Python

【Python】セイウチ演算子の使い方【代入式】

この記事では、Pythonのセイウチ演算子(英語名: Walrus operator)の使い方を解説します。セイウチ演算子とは、Python3.8で追加された変数の代入と使用を同時に行える演算子のことです。つまりは、代入式のことです。

それでは、セイウチ演算子の使い方を見ていきましょう!

セイウチ演算子の使い方

書式

セイウチ演算子は以下のように記述します。

:=

なぜセイウチ演算子と呼ばれるかと言うと、見た目がセイウチに似てるかららしい。なんとな〜くセイウチの顔に見えなくも無い…ような。

名前付き式(Named Expressions)と呼ばれることもあります。

使ってみる

例えば以下のようなコードをセイウチ演算子を使って書き直すと、

val = 1
if val >= 0:
    print(val)

少しだけすっきりと記述することができます。

if (val := 1) >= 0:
    print(val)

セイウチ演算子の注意点

セイウチ演算子にはいくつか注意点があります。

優先順位

先ほどのコードではval := 1()で囲っていました。これを外すとどうなるか見てみましょう!

if val := 1 >= 0:
    print(val)
    # True

valにTrueが代入されました。ということは、1 >= 0の結果がvalに代入されているのが分かります。
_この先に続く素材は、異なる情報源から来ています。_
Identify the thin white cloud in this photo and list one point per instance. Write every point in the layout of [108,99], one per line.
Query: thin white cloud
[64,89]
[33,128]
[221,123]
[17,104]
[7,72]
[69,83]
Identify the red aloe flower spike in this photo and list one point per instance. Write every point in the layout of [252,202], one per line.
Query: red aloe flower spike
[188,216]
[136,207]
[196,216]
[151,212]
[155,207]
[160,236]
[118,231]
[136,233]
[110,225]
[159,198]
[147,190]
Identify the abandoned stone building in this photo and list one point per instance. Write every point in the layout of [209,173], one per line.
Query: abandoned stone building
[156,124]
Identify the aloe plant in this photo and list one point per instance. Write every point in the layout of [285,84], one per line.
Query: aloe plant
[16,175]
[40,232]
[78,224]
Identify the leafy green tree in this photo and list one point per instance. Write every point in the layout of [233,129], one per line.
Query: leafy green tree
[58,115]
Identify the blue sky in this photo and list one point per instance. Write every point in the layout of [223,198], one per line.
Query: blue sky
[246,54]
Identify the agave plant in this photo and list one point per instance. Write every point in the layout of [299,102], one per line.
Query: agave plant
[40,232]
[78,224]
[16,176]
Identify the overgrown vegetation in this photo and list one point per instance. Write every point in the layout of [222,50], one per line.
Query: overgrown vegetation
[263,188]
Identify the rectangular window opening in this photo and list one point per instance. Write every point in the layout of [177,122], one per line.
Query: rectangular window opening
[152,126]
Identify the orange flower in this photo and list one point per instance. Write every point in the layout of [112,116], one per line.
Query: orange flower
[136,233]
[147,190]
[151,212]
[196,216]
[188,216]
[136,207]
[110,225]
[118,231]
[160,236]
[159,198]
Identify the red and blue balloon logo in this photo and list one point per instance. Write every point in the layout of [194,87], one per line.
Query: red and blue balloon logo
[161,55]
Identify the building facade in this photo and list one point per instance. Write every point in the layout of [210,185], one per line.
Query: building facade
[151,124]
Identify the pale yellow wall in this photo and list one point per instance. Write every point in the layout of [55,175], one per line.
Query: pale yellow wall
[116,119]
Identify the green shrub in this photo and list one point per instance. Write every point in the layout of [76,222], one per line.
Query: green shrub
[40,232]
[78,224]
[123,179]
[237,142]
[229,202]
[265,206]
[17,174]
()を付け忘れないように気を付けましょう!

ブロックスコープではない

先ほどのコードのvalはif文ブロック外からでも呼び出せます。

if (val := 1) >= 0:
    print(val)

print(val)

見た目上は、if文ブロック内でしか呼び出せなさそうですが、スコープを狭く作れる訳では無いので注意してください。

=と同じようには使えない

代入文の代わりに使うことはできません。

val := 1
# SyntaxError: invalid syntax

()で囲むことで使えなくはないですが、

(val := 1)

デメリットしかないので使わないようにしましょう!

まとめ

この記事では、Pythonのセイウチ演算子(代入式)について解説しました。セイウチ演算子を使うことで少しだけコードをすっきりさせることができます。